C'est en préparant une prochaine chronique réservée à l'histoire de la musique française que j'ai fait la connaissance - virtuelle - de Jérôme Ducros (1974- ). J'ai immédiatement souhaité vous faire partager cette rencontre : si le musicien a beaucoup à offrir, l'homme pose également un regard critique particulièrement acéré sur la création musicale contemporaine.
Pianiste provincial, Jérôme Ducros est entré au Conservatoire de Paris à 15 ans. En 1994, il a participé au premier Concours International de Piano Umberto Micheli, se tenant à la Scala de Milan devant un jury prestigieux (Maurizio Pollini, Luciano Berio, Louis Lortie, ...). Il y obtint le Deuxième Prix (Premier Prix : Gianluca Cascioli), ainsi que le Prix spécial pour la meilleure interprétation de la pièce imposée, "Incises", de Pierre Boulez.

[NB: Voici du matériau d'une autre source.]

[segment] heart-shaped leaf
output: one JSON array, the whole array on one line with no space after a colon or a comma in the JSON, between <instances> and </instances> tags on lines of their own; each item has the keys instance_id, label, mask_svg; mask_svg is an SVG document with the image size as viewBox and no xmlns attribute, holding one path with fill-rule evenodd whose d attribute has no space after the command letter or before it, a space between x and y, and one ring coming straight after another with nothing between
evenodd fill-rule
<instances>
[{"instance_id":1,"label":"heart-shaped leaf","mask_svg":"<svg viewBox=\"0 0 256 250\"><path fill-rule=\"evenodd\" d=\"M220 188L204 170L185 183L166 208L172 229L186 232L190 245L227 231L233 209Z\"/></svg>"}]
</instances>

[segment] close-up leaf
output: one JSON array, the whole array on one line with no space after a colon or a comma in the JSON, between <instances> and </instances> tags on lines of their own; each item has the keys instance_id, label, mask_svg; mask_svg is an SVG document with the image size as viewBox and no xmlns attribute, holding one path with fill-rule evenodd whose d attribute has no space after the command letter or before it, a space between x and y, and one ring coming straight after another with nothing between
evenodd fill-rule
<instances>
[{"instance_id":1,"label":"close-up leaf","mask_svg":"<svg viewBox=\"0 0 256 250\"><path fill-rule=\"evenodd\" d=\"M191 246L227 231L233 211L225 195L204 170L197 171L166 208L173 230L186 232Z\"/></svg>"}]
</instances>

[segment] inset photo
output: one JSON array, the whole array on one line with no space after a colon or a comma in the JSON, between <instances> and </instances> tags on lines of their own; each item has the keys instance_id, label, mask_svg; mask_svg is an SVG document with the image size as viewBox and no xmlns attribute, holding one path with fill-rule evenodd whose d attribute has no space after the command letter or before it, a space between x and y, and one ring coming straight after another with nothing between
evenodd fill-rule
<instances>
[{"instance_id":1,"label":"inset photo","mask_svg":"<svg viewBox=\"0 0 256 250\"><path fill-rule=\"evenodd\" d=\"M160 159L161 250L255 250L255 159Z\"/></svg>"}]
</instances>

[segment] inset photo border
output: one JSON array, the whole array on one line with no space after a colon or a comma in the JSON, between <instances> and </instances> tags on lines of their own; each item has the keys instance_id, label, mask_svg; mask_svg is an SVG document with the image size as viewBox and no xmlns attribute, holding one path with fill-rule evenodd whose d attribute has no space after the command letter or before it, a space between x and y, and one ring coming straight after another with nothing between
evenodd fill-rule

Ce premier succès international a largement contribué à lancer la carrière de Ducros, le travail faisant le reste. Depuis lors, les concerts se succèdent : aux festivals de Montpellier, de Sceaux, de la Roque d'Anthéron ou de Deauville mais aussi dans quelques salles prestigieuses, en France (Théâtres des Champs-Élysées et du Châtelet, Salle Pleyel, Radio-France, ...) et à l'étranger (Londres, Amsterdam, Bruxelles, Tokyo, ...).
Grand amateur de musique de chambre, il collabore avec Augustin Dumay, Michel Portal, Michel Dalberto, Nicholas Angelich, Franck Braley, Paul Meyer, Gérard Caussé, Tabea Zimmermann, Jean-Guihen Queyras, Henri Demarquette, Jérôme Pernoo (Un CD Beethoven proposant notamment une transcription pour violoncelle & piano de la Sonate à Kreutzer, due à la plume de l'élève Carl Czerny), les frères Capuçon (Un CD Schubert avec Renaud Capuçon) et même quelques voix célèbres, Dawn Upshaw (Un CD de mélodies françaises rarement entendues) et Philippe Jaroussky (Il a accompagné ce dernier dans l'enregistrement, Opium, consacré à d'autres mélodies françaises. Ne manquez pas "A Chloris" de Reynaldo Hahn, à partir de 1'47").
Jérôme Ducros s'essaye, apparemment depuis peu, à la composition pour un résultat interpellant, c'est le moins que l'on puisse dire. Je suis en mesure de vous faire entendre un extrait d'un Trio à clavier, daté de 2009 et une mélodie avec accompagnement de chambre, datée de 2010, Heures Claires. A première écoute, rien de neuf dans cette musique, immédiatement romantique. Pourtant, même en 2011, elle sonne parfaitement juste, jamais anodine ni dépassée (par qui, par quoi ?) ni désuète. En dépit de son style 19ème, parfaitement assumé, elle apparaît intemporelle. Il y a une leçon à tirer de cette écriture que l'on croyait obsolète voire "interdite" et cette leçon, le musicien nous la commente dans une interview solidement argumentée, accordée au portail de pianobleu.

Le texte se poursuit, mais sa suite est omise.